Scheduling Jobs and a Variable Maintenance on a Single Machine with Common Due-Date Assignment

School of Information Technology, Jiangxi University of Finance and Economics, Nanchang 330013, China

Received 13 May 2014; Revised 7 July 2014; Accepted 7 July 2014; Published 22 July 2014

Academic Editor: Ming Liu

Copyright © 2014 Long Wan. This is an open access article distributed under the Creative Commons Attribution License, which permits unrestricted use, distribution, and reproduction in any medium, provided the original work is properly cited.

Abstract

We investigate a common due-date assignment scheduling problem with a variable maintenance on a single machine. The goal is to minimize the total earliness, tardiness, and due-date cost. We derive some properties on an optimal solution for our problem. For a special case with identical jobs we propose an optimal polynomial time algorithm followed by a numerical example.

1. Introduction

Recently, as a competitive strategy to provide high quality service for customer demand, just-in-time (JIT) production has received considerable attention from the manufacturing enterprises [1]. In JIT production, jobs should be completed as close as possible to their due-dates. A job which is completed earlier or later than its due-date will incur penalty. Thus, both earliness and tardiness are discouraged in JIT production. Motivated by the JIT production, in the last two decades scheduling problem with due-date assignment has been extensively investigated. For the related surveys, we refer the readers to Cheng and Gupta [2], Baker and Scudder [3], and Gordon et al. [4]. For some recent related models on the due-date assignment scheduling, see Xu et al. [5], Gerstl and Mosheiov [6], Yin et al. [7], and Janiak et al. [8].
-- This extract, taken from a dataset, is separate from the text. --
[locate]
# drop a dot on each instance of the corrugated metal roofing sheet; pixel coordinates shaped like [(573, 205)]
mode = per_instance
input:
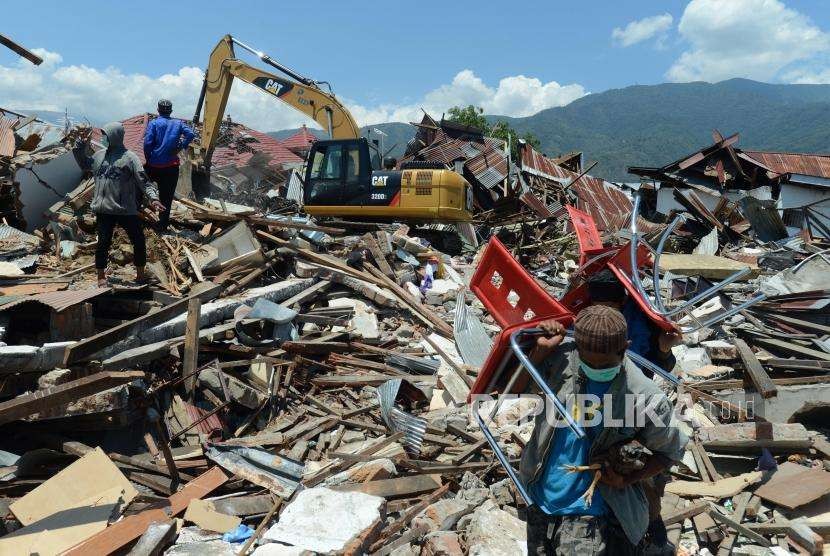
[(56, 300), (245, 142), (7, 145), (605, 202), (794, 163), (295, 188), (301, 140)]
On the other hand, to prevent production disruption caused by machine breakdown, machine maintenance needs to be performed to perserve production efficiency. Since 1996, researchers begun to take maintenance into consideration in scheduling (see Lee [9], Lee and Chen [10], Kubzin and Strusevich [11], Mosheiov and Sidney [12], and Zhao and Tang [13]). For a maintenance (which is optional or mandatory), we usually use two parameters to define it. One is its starting time and the other is its duration. In some papers, the occupied period by maintenance was also called nonavailable interval. For the recent related survey, we refer the readers to Ma et al. [14].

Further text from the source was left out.